Linear Equations are one of the topics students struggle with the most in Middle School. This is primarily because the topic is presented to students as isolated lines of text, devoid of any context

The Big Idea: What is a Linear Equation? 

The very essence of a linear equation is that it represents an equation for a straight line

So, when you see an equation of the form:

y = mx + c

\({y}\) and \({x}\) are the variables, \({m}\) is the slope and \({c}\) is the \({y}\) intercept (the point where the straight line cuts the \({y}\)-axis).

How do I understand?

The foundational nature of linear equations

Linear equations form a critical juncture in the mathematical journey of your child. After basic algebra, linear equations are the gateway to the whole world of abstraction that will allow your child to be fluent in the language of higher mathematics. Linear equations find their application in almost all walks of math, the most direct application being coordinate geometry. Have a look at the lattice below to see how pivotal a role linear equations play;

How can you visualise linear equations?

“Find x”. The most dreaded phrase that the everyday student comes across during their time as a middle schooler. Well, here’s some good news, it need not be anymore. Now, with the Cuemath way, your child gets the direction and context they need to fully internalize the concept of linear equations.

The key thing to be able to visualize is how an equation changes with the values of \({x}\) and \({y}\) and \({m}\) and \({c}\).

Why linear equations? How are linear equations important?

Now that you are familiar with the basics of linear equation, it’s time for you to take a deeper dive into the concepts at play. You will be using linear equations to solve all kinds of problems, ranging from simple algebra to calculus. 

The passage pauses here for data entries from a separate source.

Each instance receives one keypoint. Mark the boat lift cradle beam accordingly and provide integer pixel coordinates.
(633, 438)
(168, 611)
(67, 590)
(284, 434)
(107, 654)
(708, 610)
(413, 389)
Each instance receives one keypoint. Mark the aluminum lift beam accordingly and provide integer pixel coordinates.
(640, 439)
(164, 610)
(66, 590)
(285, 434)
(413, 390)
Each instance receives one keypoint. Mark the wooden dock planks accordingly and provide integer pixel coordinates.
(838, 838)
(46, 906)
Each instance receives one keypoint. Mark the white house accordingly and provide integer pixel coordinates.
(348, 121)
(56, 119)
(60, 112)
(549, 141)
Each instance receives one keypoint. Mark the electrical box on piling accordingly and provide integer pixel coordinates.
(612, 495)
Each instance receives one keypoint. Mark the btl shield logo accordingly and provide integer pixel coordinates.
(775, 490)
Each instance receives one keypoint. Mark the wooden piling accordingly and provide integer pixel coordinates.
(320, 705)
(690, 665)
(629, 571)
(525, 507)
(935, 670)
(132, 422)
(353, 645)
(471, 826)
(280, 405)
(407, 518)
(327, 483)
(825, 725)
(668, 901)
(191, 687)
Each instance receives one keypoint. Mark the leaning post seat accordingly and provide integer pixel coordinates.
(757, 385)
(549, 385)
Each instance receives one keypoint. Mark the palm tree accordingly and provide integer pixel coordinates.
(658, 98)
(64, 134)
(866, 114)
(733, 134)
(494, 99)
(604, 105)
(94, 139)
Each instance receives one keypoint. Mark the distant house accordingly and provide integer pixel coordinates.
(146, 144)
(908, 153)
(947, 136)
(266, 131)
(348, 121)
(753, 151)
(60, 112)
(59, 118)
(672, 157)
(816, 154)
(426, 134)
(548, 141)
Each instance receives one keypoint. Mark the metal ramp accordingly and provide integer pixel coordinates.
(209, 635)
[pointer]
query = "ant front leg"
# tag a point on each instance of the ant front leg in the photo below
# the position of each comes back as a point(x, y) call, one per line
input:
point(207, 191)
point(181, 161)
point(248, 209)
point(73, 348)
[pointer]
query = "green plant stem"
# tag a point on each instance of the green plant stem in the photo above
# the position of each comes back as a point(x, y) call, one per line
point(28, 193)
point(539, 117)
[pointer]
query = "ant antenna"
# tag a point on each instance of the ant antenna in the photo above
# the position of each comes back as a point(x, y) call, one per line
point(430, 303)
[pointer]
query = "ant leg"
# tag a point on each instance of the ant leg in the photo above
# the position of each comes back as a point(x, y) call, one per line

How do you teach linear equations?

Linear equations are one of the most crucial tools in your child’s math arsenal. So, it’s imperative that they are set in order and can be wielded at a moment's notice. Here are a few things that you can do to ensure that your child attains a mastery of linear equations.

Break it down:

Like all concepts in mathematics, linear equations don’t exist in isolation. In order for your child to have crystal clear concepts, ensure that they regularly brush up foundational concepts that lead up to linear equations. This process is called Chunking

It always helps to keep freshening up on concepts of basic algebra and operations so that your child’s thought process is more focused when doing linear equations. A very good way to practice and ensure chunking is to incorporate questions from basic algebra and operations in between questions for linear equations. This way you child is always focused and ready.

Flash Cards are your friends:

Flash cards are excellent learning tools. They keep you on your toes and can be pulled out at a moment’s notice for a quick dose of revision. Repeated practice and use of such flash cards keep concepts fresh in the mind of your child and ensure long term retention.

Practice makes perfect:

After understanding the concept comes practice. Nothing helps children learn faster than applying the concepts that they are taught. Research has shown that it allows them to cement their concepts and it leads to longer retention.

Address the common doubts:

Linear equations is a topic that raises a lot of questions in young minds, especially while starting out. It is very important to nip these issues in the bud and not let them linger on and grow. Here are a few of the most common doubts and issues that kids face while studying linear equations.

Transposition: Solving linear equations hinges on grouping like variables and constants together and then solving for each. Let’s take the simple example of a linear equation in one variable to illustrate the point.

3(x+1) + x = 5(x-2) + 12
⇒ 3x + 3 + x = 5x - 10 +12
⇒ 4x + 3 = 5x + 2

Now, in class, most children are told that transpose the constants to one side of the equal to sign and the variables to the other, and when you transpose, “change the sign”. However, no one tells you, why. Well, here’s the “Why behind the what”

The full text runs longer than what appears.